The situation is worsened by household debt levels – UK household debt now stands at
117% of disposable
income, while
one-in-four
people in the UK have low financial resilience, which means they either have missed payments, are struggling to pay off debts or don’t have savings to help them. At the same time, UK households’
total interest payments on personal debt across the country were estimated at
£85.5 billion for the 12 months to July 2025.
That works out to an average of about £2,975 per household in interest.
In such conditions, the monthly pay system forces many employees to turn to overdrafts, high-interest credit or payday loans just to cover essentials between
paydays.
What employees actually want
In recent years, some employers have turned to earned wage access (EWA), which lets employees access part of the pay they’ve already earned before payday.
It can ease the pressure of short-term cash flow and reduce the need for high-interest credit. However this has traditionally been something individuals must pay for in order to benefit from, which can be counterproductive. So while real-time access to pay
does deliver financial wellbeing, charging those employees for access, which may help someone financially excluded to cover emergencies, doesn’t address the root cause of financial wellbeing issues. The key here is for financial leaders to rethink how pay
is structured, delivered and supported.
As a result, flexibility and control matter more than ever. While salary is the most important factor for
72% of
workers, when employers can’t deliver enough of it, they should instead seek cost-effective alternatives such as more flexible financial benefits – real-time pay, automated savings or cashback
rewards. Financial wellbeing is now considered the most critical focus for benefits, with
65%
of employees viewing it as very important, compared with 53% in 2022.
Organisations stand to benefit materially from this, strengthening their business performance. As a result, they see lower turnover, as a more engaged workforce
is a more productive team. In addition, reduced time spent by payroll teams on administrative firefighting frees them to act as strategic partners to HR and finance.
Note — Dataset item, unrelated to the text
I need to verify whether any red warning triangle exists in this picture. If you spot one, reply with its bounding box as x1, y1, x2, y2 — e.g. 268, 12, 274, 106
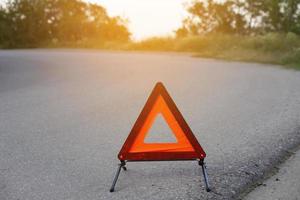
118, 83, 206, 161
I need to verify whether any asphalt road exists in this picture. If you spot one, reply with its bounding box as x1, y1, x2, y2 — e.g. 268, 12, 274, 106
0, 50, 300, 200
At the same time, financial wellbeing directly impacts retention issues.
PwC
reports that 73% of financially stressed employees say they would be attracted to another employer that cares more about their financial wellbeing. Therefore, companies that offer modernised
solutions can differentiate themselves not just on salary, but on the quality of the overall employment experience.
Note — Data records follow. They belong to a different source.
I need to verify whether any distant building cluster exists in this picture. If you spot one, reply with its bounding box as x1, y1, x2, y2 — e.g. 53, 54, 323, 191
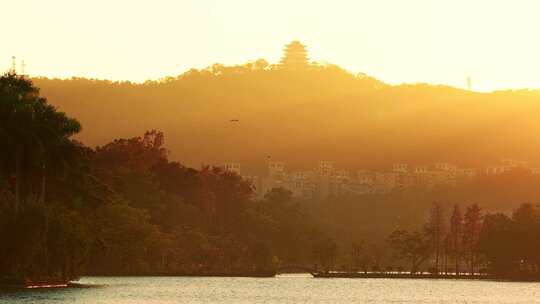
223, 159, 540, 199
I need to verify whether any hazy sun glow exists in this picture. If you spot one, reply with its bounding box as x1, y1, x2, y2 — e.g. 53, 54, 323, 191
0, 0, 540, 90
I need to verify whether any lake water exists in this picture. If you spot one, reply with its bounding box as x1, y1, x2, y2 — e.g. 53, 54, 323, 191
0, 275, 540, 304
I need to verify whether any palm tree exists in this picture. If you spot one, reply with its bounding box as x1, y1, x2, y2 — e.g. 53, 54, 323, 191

Rethinking pay for the modern economy
Payroll is quickly becoming a lever of engagement, wellbeing and competitiveness. Modern approaches, whether through real-time pay options, automated savings
or integrated rewards, show that flexibility is possible without compromising compliance or cashflow.
Monthly pay is a system optimised to reduce corporate admin, to the detriment of employee productivity. Delivering regular pay via third party providers
offers the best of both worlds. Today’s employees live in an economy of instant access and real-time services. If pay lags behind, businesses will continue to pay the price in lost productivity, higher attrition and disengagement.
Finance and HR leaders have a choice. They can continue with rigid cycles that force staff into debt and undermine performance. Or they can embrace payroll
as a strategic tool, offering employees greater control and security. This move will define the winning organisations of tomorrow.